According to Hirsch, "Supermarket operators have seen nonfood operators chip away at their businesses by picking up various categories and making their own statements. "What we try to do is identify those categories where we can give our customers a value and a service in terms of convenience and a full assortment or variety, then chip away at the nonfood businesses -- not just supercenters but also Wal-Mart and Kmart discount stores, greeting card stores, hardware stores, office supply stores, clothing stores. Ken Bann, a high-yield analyst with Lehman Bros., New York, said Penn Traffic's decision to upgrade the merchandising in its stores with more nonfood and other varieties will serve it well as the number of competitive supercenters in its area grows. "As Penn Traffic faces more supercenter competition going forward, the benefits of expanding its merchandising scope now will put it ahead of that competition," Bann said.

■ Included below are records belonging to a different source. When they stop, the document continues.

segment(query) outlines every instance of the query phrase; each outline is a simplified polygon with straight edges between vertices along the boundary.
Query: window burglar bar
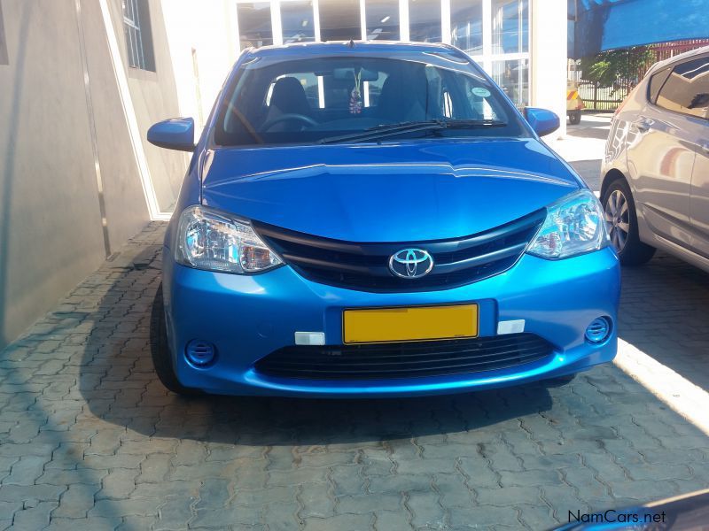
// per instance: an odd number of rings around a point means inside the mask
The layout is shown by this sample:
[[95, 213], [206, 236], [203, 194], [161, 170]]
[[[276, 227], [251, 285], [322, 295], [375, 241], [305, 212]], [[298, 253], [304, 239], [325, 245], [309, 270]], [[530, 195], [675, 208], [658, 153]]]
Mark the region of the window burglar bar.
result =
[[123, 0], [123, 27], [128, 46], [128, 63], [133, 68], [148, 70], [143, 50], [138, 0]]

According to Goldberg, "Penn Traffic's experience competing against Meijer with its Big Bear Plus stores in the Columbus [Ohio] area will position it well for battles with other supercenter operators elsewhere.
"However, the Big Bear stores are larger and more densely located in Columbus, so similar stores in Syracuse, Buffalo or parts of Pennsylvania may not serve other Penn Traffic operations as well -- but they will definitely give the chain something to draw on when facing supercenter competition."
Hirsch said Penn Traffic is using technology to become more customer-friendly, with at least two programs introduced over the last few months.
One program offers a tie-in with MasterCard that allows consumers to accumulate credits with each credit-card purchase, with those credits redeemable at any Penn Traffic outlet for a 2% discount.
The program was introduced in mid-January, and Hirsch said it was too soon to discuss its effect.
The chain is also overseeing a chainwide rollout of a series of front-end programs, including debit and credit options and coupon scanning, that Hirsch said are expected to improve customer perceptions of the stores.